I have a performance question about two bits of code. One is implemented in python and one in MATLAB. The code calculates the sample entropy of a time series (which sounds complicated but is basically a bunch of for loops).

I am running both implementations on relatively large time series (~95k+ samples) depending on the time series. The MATLAB implementation finishes the calculation in ~45 sec to 1 min. The python one basically never finishes. I threw tqdm over the python for loops and the upper loop was only moving at about ~1.85s/it which gives 50+ hours as a estimated completion time (I've let it run for 15+ mins and the iteration count was pretty consistent).

Example inputs and runtimes:

MATLAB (~ 52 sec):

a = rand(1, 95000)
sampenc(a, 4, 0.1 * std(a))

Python (currently 5 mins in with 49 hours estimated):

import numpy as np
a = np.random.rand(1, 95000)[0]
sample_entropy(a, 4, 0.1 * np.std(a))

Python Implementation:

# https://github.com/nikdon/pyEntropy
def sample_entropy(time_series, sample_length, tolerance=None):
    """Calculate and return Sample Entropy of the given time series.
    Distance between two vectors defined as Euclidean distance and can
    be changed in future releases
    Args:
        time_series: Vector or string of the sample data
        sample_length: Number of sequential points of the time series
        tolerance: Tolerance (default = 0.1...0.2 * std(time_series))
    Returns:
        Vector containing Sample Entropy (float)
    References:
        [1] http://en.wikipedia.org/wiki/Sample_Entropy
        [2] http://physionet.incor.usp.br/physiotools/sampen/
        [3] Madalena Costa, Ary Goldberger, CK Peng.

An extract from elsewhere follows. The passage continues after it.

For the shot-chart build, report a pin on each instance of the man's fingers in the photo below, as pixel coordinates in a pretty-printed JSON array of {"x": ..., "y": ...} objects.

Multiscale entropy analysis
            of biological signals
    """
    if tolerance is None:
        tolerance = 0.1 * np.std(time_series)

    n = len(time_series)
    prev = np.zeros(n)
    curr = np.zeros(n)
    A = np.zeros((sample_length, 1))  # number of matches for m = [1,...,template_length - 1]
    B = np.zeros((sample_length, 1))  # number of matches for m = [1,...,template_length]

    for i in range(n - 1):
        nj = n - i - 1
        ts1 = time_series[i]
        for jj in range(nj):
            j = jj + i + 1
            if abs(time_series[j] - ts1) < tolerance:  # distance between two vectors
                curr[jj] = prev[jj] + 1
                temp_ts_length = min(sample_length, curr[jj])
                for m in range(int(temp_ts_length)):
                    A[m] += 1
                    if j < n - 1:
                        B[m] += 1
            else:
                curr[jj] = 0
        for j in range(nj):
            prev[j] = curr[j]

    N = n * (n - 1) / 2
    B = np.vstack(([N], B[:sample_length - 1]))
    similarity_ratio = A / B
    se = - np.log(similarity_ratio)
    se = np.reshape(se, -1)
    return se

MATLAB Implementation:

function [e,A,B]=sampenc(y,M,r);
%function [e,A,B]=sampenc(y,M,r);
%
%Input
%
%y input data
%M maximum template length
%r matching tolerance
%
%Output
%
%e sample entropy estimates for m=0,1,...,M-1
%A number of matches for m=1,...,M
%B number of matches for m=0,...,M-1 excluding last point

n=length(y);
lastrun=zeros(1,n);
run=zeros(1,n);
A=zeros(M,1);
B=zeros(M,1);
p=zeros(M,1);
e=zeros(M,1);

for i=1:(n-1)
   nj=n-i;
   y1=y(i);
   for jj=1:nj
      j=jj+i;      
      if abs(y(j)-y1)<r
         run(jj)=lastrun(jj)+1;
         M1=min(M,run(jj));
         for m=1:M1           
            A(m)=A(m)+1;
            if j<n
               B(m)=B(m)+1;
            end            
         end
      else
         run(jj)=0;
      end      
   end
   for j=1:nj
      lastrun(j)=run(j);
   end
end
N=n*(n-1)/2;
B=[N;B(1:(M-1))];
p=A./B;
e=-log(p);

I've also tried a few other python implementations and all of them have the same slow result: vectorized-sample-entropy

sampen

sampen2.py

Wikipedia sample entropy implementation

I don't think computer issue as it runs relativity fast in MATLAB.

As far as I can tell, implementation-wise both sets of code are the same. I have no idea why the python implementations are so slow. I would understand a difference of a few seconds but not such a large discrepancy. Let me know your thoughts on why this is or suggestions on how to improve the python versions.

BTW: I'm using Python 3.6.5 with numpy 1.14.5 and MATLAB R2018a.